Bukti bahwa begitu melekatnya dunia kereta api dengan keseharian masyarakat Sumbar, silahkan baca kembali karya-karya novel Buya Hamka yang selalu bercerita dan menggunakan transportasi kebanggaan waktu itu yaitu Kereta Api, yang lebih dikenal dengan Lokomotif nya yaitu Mak Itam alias Loko Uap.

Kereta api bagi Buya Hamka adalah bagian dari pengalaman mobilitas, baik untuk mencari ilmu maupun merasakan keindahan alam.

Di surau-surau di Ranah Minangkabau ini sering kita dengar nasihat para tokoh agama, “Berjalan lah engkau sesuai Rel yang sudah ditentukan. Karena Rel itu tidak pernah berbelok secara tiba-tiba…”. Saya gak tahu persis sejak kapan nasihat seperti ini mulai berkembang. Segitu dalamnya dunia kereta api ini di Sumbar meresap hingga menjadi nasehat sehari-hari. Yang jelas, saya tidak pernah dengar pemuka agama yang menasehati agar berjalan sesuai Jalan Raya. Walau jalan raya lebih dulu ada sebelum Rel Kereta Api.

Jika bertemu Tokoh-tokoh Senior Nasional asal Sumatera Barat, mereka bisa semalam suntuk akan bercerita nostalgia bagaimana dulu perjuangan hidupnya didukung oleh Kereta Api.

Warisan Dunia

Sumatera Barat dulu maju, dikenal, dan disegani karena eksistensi Railways (Kereta Api) terutama dari Sawahlunto ke Emma Haven atau Teluk Bayur. Kehadiran Lokomotif Uap yang membelah keindahan Tropical Rainforest Lembah Anai adalah simbol modernitas pada masanya. Hari ini, saat jembatan tersebut telah menyandang status sebagai World Heritage UNESCO, kita justru akan dihadapkan pada wacana pembongkaran. Sungguh sebuah ironi yang menyayat hati. Apakah kita adalah bangsa yang begitu pendek ingatan, hingga dengan mudahnya menghapus jejak perjuangan nenek moyang demi solusi jangka pendek?
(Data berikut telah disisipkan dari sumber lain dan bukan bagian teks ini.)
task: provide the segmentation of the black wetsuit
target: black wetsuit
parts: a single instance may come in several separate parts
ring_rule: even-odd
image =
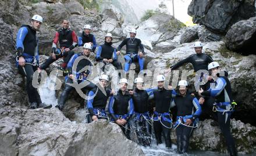
[[[148,114],[148,95],[146,90],[135,89],[132,96],[134,115],[131,122],[131,129],[135,131],[138,144],[150,146],[151,126]]]
[[[230,115],[232,111],[223,113],[224,110],[229,110],[233,101],[231,85],[226,77],[220,76],[216,81],[216,87],[210,88],[201,93],[202,96],[215,97],[215,104],[218,106],[217,115],[221,131],[230,155],[237,155],[234,139],[230,133]]]
[[[186,118],[185,117],[187,115],[187,118],[185,119],[190,119],[194,121],[199,117],[201,112],[198,100],[191,95],[189,92],[187,92],[184,97],[177,95],[172,103],[172,107],[175,106],[177,106],[177,120],[180,118]],[[184,122],[184,121],[180,120],[180,122]],[[193,125],[191,124],[190,126],[192,126]],[[177,150],[179,153],[186,153],[189,148],[189,139],[193,128],[181,124],[175,125],[175,126],[176,126]]]
[[[193,66],[195,72],[200,70],[208,70],[208,64],[213,61],[212,57],[207,54],[193,54],[172,66],[170,67],[170,68],[172,70],[175,70],[182,66],[184,63],[190,63]]]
Jembatan sebagai Ikon dan Harga Diri

Pada tahun 2007, saya dan teman-teman MPKAS sempat berjuang mencari sponsor hanya untuk melakukan painting ulang pada jembatan ini (termasuk beberapa gerbong kereta api) dengan warna Oranye. Setelah lapuk dan pudar, cat nya dikembalikan lagi oleh PT KAI ke warna perak. Tujuannya sederhana namun fundamental: agar jembatan ini tampil lebih “ngecring”, lebih cantik, dan yang paling penting, agar masyarakat tidak lupa. Saya ingin setiap orang yang melintas di Lembah Anai menoleh dan menyadari bahwa di sana ada sebuah Warisan Dunia yang sangat agung.

Kita tidak boleh menutup mata bahwa jalur transportasi darat di Lembah Anai adalah main artery atau urat nadi perekonomian Sumatera Barat. Namun, menyelesaikan masalah banjir dengan mengorbankan jembatan bersejarah adalah logika yang sangat berbahaya. Membongkar jembatan ini sama saja dengan memutus mata rantai sejarah peradaban Minangkabau yang mendunia lewat jalur besi. Jika jembatan ini hilang, maka Kereta Api Sumatera Barat hanya akan menjadi dongeng pengantar tidur dan catatan kusam di arsip UNESCO.

Logistik dan Efisiensi Angkutan Barang

Revitalisasi jembatan dan jalur ini bukan sekadar urusan romantisme sejarah atau pariwisata semata. Kita harus melihat visi yang lebih besar: efisiensi freight transport (angkutan barang). Kereta api adalah solusi logistik paling masuk akal untuk menghubungkan komoditas dari Pantai Barat menuju Pantai Timur Sumatera.